All three credit reporting agencies (Equifax, Experian and TransUnion) use a slightly different system to arrive at a credit score. The original FICO was developed by Fair Isaac and Company.Experian uses this model and calls its score FICO. Equifax's model, based on FICO, is called BEACON, while TransUnion, which also uses a slightly modified FICO, calls its score EMPIRICA. While these methods vary from one agency to another, the differences aren't huge; all of the agencies use the following factors to build a credit score:

  • Credit History - How long have you had credit?
  • Late Payments - Have you paid more than 30 days late, and how often?
  • Balances on your Credit Cards - How many accounts do you have, and how much do you owe?
  • Credit Inquiries - How many times have lenders pulled your credit report for the purpose of giving you a loan?

These factors are weighted a little bit differently depending on the formula being used. The results are added up and distilled into a single number. Credit scores can be as low as 300 and as high as 850. Higher scores are better. Most folks who want to get a mortgage loan score 620 or above.

Your credit score affects how much you pay in interest every month

Did you know? Credit scores are used for more than just determining whether or not you qualify for a mortgage. Lenders give lower interest rates to individuals with higher scores.

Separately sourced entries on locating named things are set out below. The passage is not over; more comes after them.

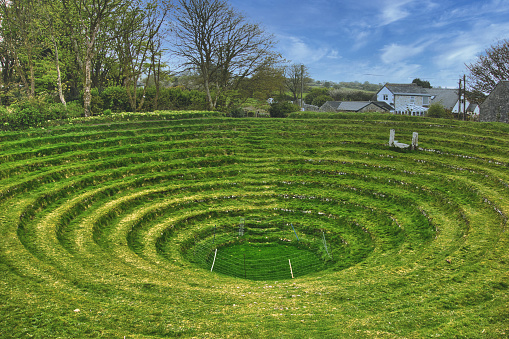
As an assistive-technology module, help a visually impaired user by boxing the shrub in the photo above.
[8,99,50,129]
[269,101,300,118]
[311,95,332,107]
[426,102,453,119]
[101,86,131,113]
[47,103,67,120]
[304,88,329,106]
[227,107,246,118]
[67,101,85,118]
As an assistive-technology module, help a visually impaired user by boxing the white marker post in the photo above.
[288,259,293,279]
[210,248,217,272]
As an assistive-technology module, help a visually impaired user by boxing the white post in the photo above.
[210,248,217,272]
[389,129,396,147]
[412,132,419,150]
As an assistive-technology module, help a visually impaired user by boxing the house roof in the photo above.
[426,88,458,110]
[384,84,431,96]
[338,101,371,112]
[371,101,394,111]
[324,101,341,109]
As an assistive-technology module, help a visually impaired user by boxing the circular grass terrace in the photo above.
[0,113,509,338]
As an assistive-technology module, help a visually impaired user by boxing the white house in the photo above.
[376,84,431,115]
[377,84,479,115]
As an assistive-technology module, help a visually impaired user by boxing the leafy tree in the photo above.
[61,0,126,116]
[269,101,300,118]
[304,87,332,106]
[112,0,169,112]
[412,78,431,88]
[174,0,275,109]
[311,94,332,107]
[285,64,311,101]
[466,40,509,98]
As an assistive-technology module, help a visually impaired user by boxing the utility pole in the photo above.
[463,74,467,121]
[300,64,304,110]
[458,78,461,120]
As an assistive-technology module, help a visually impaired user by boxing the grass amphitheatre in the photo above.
[0,112,509,338]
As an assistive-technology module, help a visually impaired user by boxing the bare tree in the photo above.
[174,0,275,109]
[61,0,126,116]
[466,40,509,98]
[285,64,311,101]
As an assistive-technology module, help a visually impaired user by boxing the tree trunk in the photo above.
[83,53,92,117]
[53,37,67,108]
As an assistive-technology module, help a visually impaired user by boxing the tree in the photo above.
[304,87,332,106]
[61,0,126,117]
[412,78,431,88]
[465,40,509,98]
[174,0,275,110]
[0,0,43,98]
[285,64,311,101]
[112,0,169,112]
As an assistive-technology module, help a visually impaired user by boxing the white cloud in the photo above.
[380,44,426,64]
[380,0,412,26]
[279,36,332,65]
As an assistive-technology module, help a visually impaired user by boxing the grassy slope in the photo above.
[0,115,509,338]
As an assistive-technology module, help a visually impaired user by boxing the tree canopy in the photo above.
[466,40,509,95]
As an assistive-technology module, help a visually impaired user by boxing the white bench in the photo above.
[389,129,419,150]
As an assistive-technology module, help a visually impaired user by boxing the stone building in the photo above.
[479,81,509,123]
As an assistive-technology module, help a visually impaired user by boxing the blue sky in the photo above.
[230,0,509,87]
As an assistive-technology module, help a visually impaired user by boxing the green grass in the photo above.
[0,112,509,338]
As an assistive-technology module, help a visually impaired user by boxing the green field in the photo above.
[0,113,509,338]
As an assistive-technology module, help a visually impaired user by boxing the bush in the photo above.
[304,88,329,106]
[8,99,50,129]
[426,102,453,119]
[47,103,67,120]
[269,101,300,118]
[311,94,332,107]
[67,101,85,118]
[227,107,246,118]
[101,86,131,113]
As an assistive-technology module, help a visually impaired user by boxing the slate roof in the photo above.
[324,101,341,109]
[338,101,371,112]
[426,88,458,110]
[385,84,431,96]
[371,101,394,111]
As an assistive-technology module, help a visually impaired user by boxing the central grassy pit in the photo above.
[183,218,348,280]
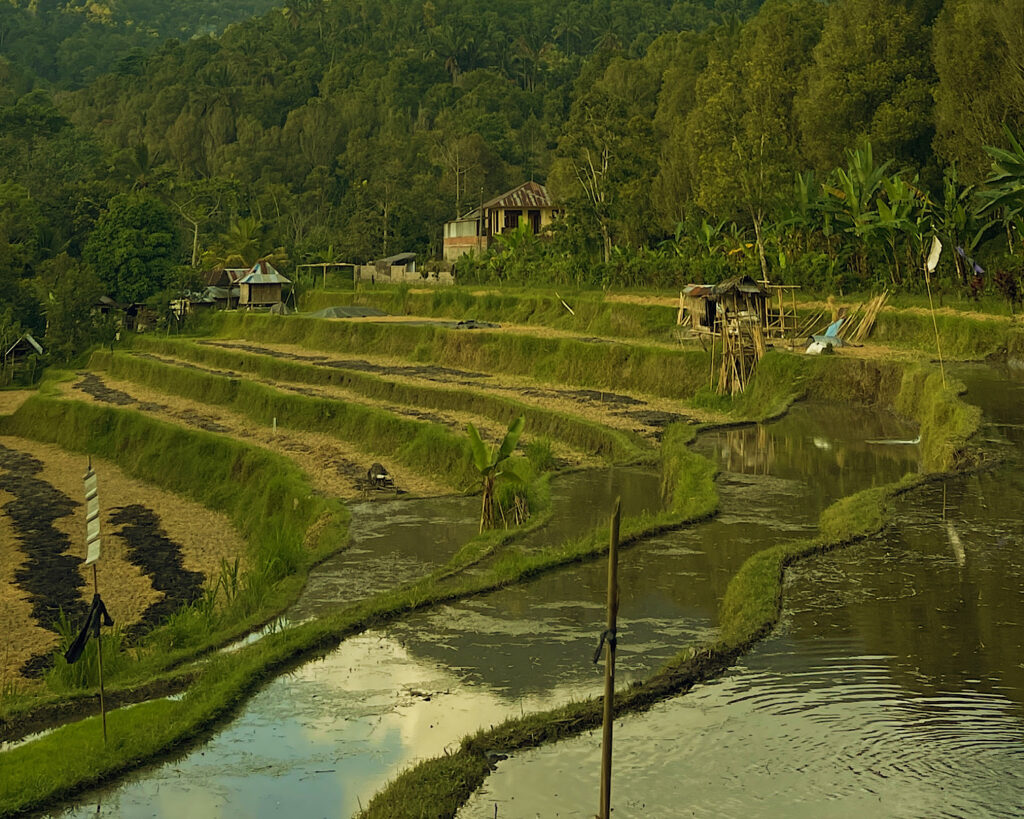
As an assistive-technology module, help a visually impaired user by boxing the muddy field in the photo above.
[0,436,246,683]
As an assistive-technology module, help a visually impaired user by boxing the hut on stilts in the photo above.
[679,275,768,395]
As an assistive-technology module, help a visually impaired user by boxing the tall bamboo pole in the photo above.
[925,267,946,388]
[598,499,622,819]
[92,563,106,745]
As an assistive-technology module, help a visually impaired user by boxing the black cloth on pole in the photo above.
[65,595,114,662]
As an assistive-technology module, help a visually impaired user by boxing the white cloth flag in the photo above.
[84,466,99,566]
[925,236,942,273]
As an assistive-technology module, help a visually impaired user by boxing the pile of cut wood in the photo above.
[797,290,889,344]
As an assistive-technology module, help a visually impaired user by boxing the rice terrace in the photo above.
[6,0,1024,819]
[0,280,1024,816]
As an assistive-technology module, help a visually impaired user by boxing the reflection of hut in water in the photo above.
[719,424,776,475]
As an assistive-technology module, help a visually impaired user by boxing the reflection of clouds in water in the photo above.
[304,633,593,761]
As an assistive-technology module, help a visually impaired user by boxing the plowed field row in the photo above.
[0,436,247,682]
[130,353,598,471]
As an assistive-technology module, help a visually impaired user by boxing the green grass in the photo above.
[133,337,647,462]
[303,287,677,341]
[359,466,918,819]
[0,395,349,692]
[360,359,980,819]
[206,313,708,398]
[0,325,983,816]
[89,351,474,491]
[0,421,717,814]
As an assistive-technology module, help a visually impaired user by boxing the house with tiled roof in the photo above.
[443,181,559,261]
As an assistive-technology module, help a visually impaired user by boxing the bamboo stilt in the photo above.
[598,499,622,819]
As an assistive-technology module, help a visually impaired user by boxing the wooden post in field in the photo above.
[83,456,106,745]
[92,563,106,745]
[925,236,946,388]
[598,499,622,819]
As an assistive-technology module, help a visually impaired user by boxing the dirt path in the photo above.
[0,436,246,685]
[204,340,724,439]
[60,373,452,499]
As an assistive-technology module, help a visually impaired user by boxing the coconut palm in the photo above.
[467,416,526,532]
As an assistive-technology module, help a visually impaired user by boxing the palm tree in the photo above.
[467,416,526,532]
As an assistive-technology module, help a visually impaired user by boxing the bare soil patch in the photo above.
[0,436,246,683]
[0,390,34,416]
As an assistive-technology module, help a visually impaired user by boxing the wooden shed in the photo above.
[0,333,43,385]
[677,275,768,335]
[239,261,292,307]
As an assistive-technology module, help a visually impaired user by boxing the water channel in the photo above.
[46,393,929,817]
[460,367,1024,819]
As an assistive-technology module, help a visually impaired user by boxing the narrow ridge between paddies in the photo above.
[195,339,725,439]
[58,373,454,499]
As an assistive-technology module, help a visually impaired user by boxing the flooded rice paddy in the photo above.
[51,393,933,817]
[460,368,1024,817]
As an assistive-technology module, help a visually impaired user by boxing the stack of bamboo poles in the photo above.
[712,316,767,395]
[796,290,889,344]
[844,290,889,344]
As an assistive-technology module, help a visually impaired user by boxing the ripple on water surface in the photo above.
[460,372,1024,819]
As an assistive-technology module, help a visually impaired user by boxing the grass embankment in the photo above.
[302,287,678,341]
[0,402,717,813]
[0,395,349,725]
[304,287,1015,360]
[360,364,980,819]
[870,309,1014,360]
[125,336,645,463]
[209,313,708,398]
[89,350,474,491]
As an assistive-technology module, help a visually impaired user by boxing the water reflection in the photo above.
[51,399,916,817]
[58,633,585,819]
[388,404,918,696]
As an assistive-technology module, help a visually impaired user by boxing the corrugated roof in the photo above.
[4,333,43,357]
[715,275,767,296]
[483,182,554,210]
[377,253,416,264]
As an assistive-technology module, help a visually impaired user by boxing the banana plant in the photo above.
[467,416,526,532]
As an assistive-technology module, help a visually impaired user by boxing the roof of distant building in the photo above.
[483,181,554,210]
[239,260,292,285]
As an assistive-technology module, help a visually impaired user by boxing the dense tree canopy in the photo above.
[6,0,1024,362]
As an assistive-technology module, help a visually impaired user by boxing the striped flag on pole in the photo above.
[84,463,99,566]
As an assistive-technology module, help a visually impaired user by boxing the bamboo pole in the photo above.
[598,499,622,819]
[90,565,106,745]
[925,265,946,389]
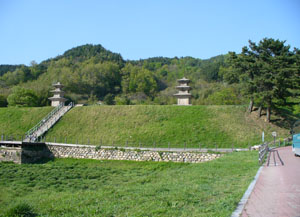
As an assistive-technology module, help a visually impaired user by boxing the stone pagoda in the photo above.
[174,77,192,105]
[49,82,67,107]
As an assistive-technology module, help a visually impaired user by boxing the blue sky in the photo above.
[0,0,300,65]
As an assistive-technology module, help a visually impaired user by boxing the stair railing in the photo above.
[25,102,74,141]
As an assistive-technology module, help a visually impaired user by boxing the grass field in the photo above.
[47,105,288,148]
[0,152,258,216]
[0,107,53,137]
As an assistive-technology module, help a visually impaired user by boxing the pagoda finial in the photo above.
[49,82,67,107]
[174,77,192,105]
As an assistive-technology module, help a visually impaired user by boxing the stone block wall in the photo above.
[0,146,22,164]
[47,143,221,163]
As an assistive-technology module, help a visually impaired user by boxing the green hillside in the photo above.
[46,105,288,147]
[0,107,53,136]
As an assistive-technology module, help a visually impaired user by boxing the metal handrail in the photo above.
[25,102,74,137]
[258,143,269,164]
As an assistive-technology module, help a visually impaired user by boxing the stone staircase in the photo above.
[23,102,74,142]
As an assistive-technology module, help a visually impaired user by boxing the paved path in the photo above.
[242,146,300,217]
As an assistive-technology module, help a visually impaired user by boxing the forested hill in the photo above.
[0,38,300,124]
[0,44,231,106]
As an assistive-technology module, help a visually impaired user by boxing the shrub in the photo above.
[4,203,37,217]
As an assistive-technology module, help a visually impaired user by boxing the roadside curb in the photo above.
[231,165,264,217]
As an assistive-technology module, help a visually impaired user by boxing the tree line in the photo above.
[0,38,299,120]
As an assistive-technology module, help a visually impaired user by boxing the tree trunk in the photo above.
[248,99,254,113]
[257,106,262,118]
[266,106,271,122]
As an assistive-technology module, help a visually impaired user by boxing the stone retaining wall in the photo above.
[0,146,22,164]
[46,143,221,163]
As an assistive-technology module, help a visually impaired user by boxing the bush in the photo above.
[4,203,37,217]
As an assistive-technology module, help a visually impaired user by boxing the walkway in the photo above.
[24,103,73,142]
[242,146,300,217]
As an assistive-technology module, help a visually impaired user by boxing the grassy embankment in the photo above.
[0,152,258,216]
[47,105,288,148]
[0,107,53,136]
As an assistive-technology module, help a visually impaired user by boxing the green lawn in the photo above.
[0,107,53,137]
[47,105,288,148]
[0,152,258,216]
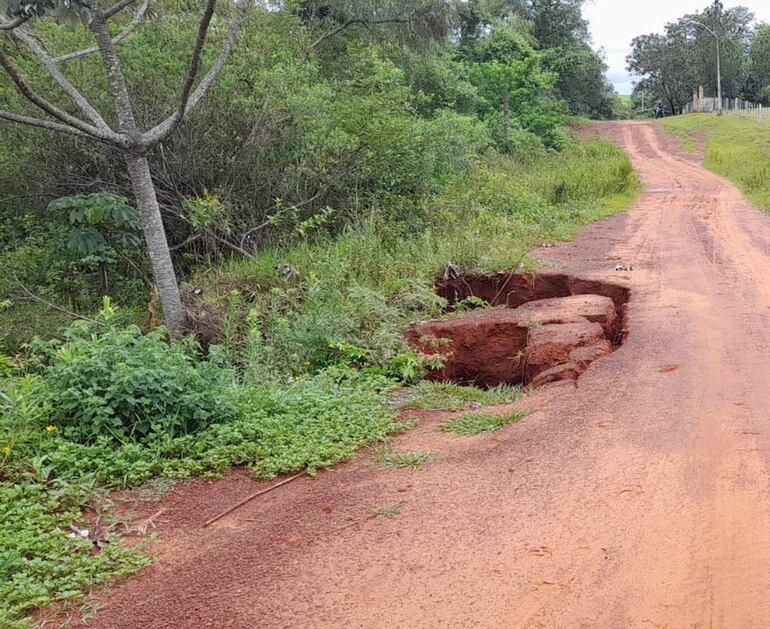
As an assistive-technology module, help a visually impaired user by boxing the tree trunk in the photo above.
[99,260,110,297]
[126,154,186,335]
[503,92,511,138]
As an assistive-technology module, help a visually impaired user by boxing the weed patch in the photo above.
[375,446,436,470]
[402,381,524,410]
[438,413,525,437]
[659,114,770,211]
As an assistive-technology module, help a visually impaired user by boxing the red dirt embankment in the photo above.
[88,122,770,629]
[406,290,626,387]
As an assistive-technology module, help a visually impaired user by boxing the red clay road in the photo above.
[82,122,770,629]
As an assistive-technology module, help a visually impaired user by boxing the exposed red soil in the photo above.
[73,122,770,629]
[406,294,625,387]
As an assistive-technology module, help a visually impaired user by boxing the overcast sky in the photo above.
[585,0,770,94]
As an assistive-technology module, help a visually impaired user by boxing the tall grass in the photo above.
[660,114,770,211]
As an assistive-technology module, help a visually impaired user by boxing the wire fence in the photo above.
[683,98,770,122]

Can I raise my credit score?

Unfortunately, there isn't a lot you can do to immediately improve your credit score. Some companies promise quick fixes, but they can't do anything different than what you can do — for free. (Of course you can and should remove incorrect data on your credit report.)

Know your FICO

To raise your score, you've got to obtain the credit reports that are used to build it. Of course, you need the score as well. Fair Isaac has created a web site (www.myFICO.com) that lets you do just that. It's inexpensive to get your FICO score from all three reporting agencies, along with your credit report. They also provide helpful information and online tools that can help you improve your credit score.

You can get a federally-mandated free credit report every year from the three major credit reporting agencies at AnnualCreditReport.com. These reports do not include a free score, but it's very inexpensive to get one at the same time.

Armed with this info, you'll be a more informed consumer and you'll be better positioned to obtain the most favorable mortgage.